Real Estate General Authority

Agency overview
- Formed: 2017
- Jurisdiction: Saudi Arabia
- Headquarters: Riyadh, Saudi Arabia
- Agency executive: Engineer Abdullah bin Saud Al-Hammad, CEO of the Real Estate General Authority;
- Website: rega.gov.sa

= Real Estate General Authority =

The Real Estate General Authority (REGA; الهيئة العامة للعقار) is a Saudi government agency that was established in 2017 to regulate rules, stimulate investment and provide consumer protection in the real estate industry in Saudi Arabia. Its mission is to enhance sector efficiency and encourage investment in alignment with economic and social development goals. REGA holds the inherent jurisdiction to execute real estate registration in the Kingdom, license real estate activities, oversee operations, and establish standards and regulations. These efforts aim to safeguard rights and strengthen the reliability of the Saudi real estate market.

In line with its mandates, REGA plays a pivotal role in Saudi Vision 2030 by optimizing the sector's performance, increasing its contribution to social and economic development, and supporting the Kingdom's GDP. Within this framework, the Comprehensive Strategy for the Real Estate Sector was approved by Council of Ministers Resolution No. (252) on 23/04/1442 AH. The strategy is built upon four main pillars: Sector Governance, Market Efficiency, Stakeholder Service and Sector Sustainability.

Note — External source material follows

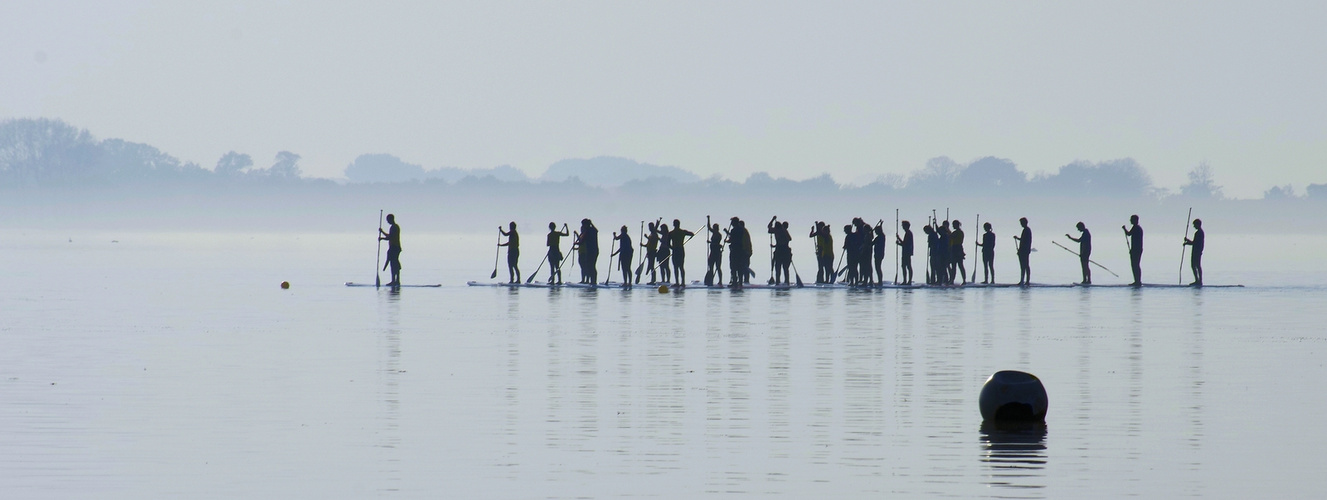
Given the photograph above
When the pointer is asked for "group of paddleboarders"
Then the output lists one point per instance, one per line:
(860, 260)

== Strategic Mandates and Functions of REGA ==

- Supervising and monitoring real estate registration, ensuring data accuracy, and verifying associated rights and obligations.
- Proposing laws and legislation, establishing standards and controls, and licensing and supervising real estate activities and practitioners.
- Activating inspection and oversight mechanisms to enhance regulatory compliance, improving service quality, and monitoring sector indicators to ensure market stability and balance.
- Enhancing the competitive environment and encouraging investment in real estate activities through infrastructure and support services.
- Providing training and qualification programs to elevate the efficiency of practitioners within real estate activities.
- Contributing to the support of innovation and digital transformation within the real estate sector.
- Conducting research, studies, and statistics related to real estate activities.
- Promoting awareness of regulations and organizing conferences and exhibitions to enhance real estate knowledge.

== Structure ==
The authority is headquartered in Riyadh, the Saudi capital city and it is financially and administratively independent. The authority is administrated by a board of directors chaired by the Minister of Housing.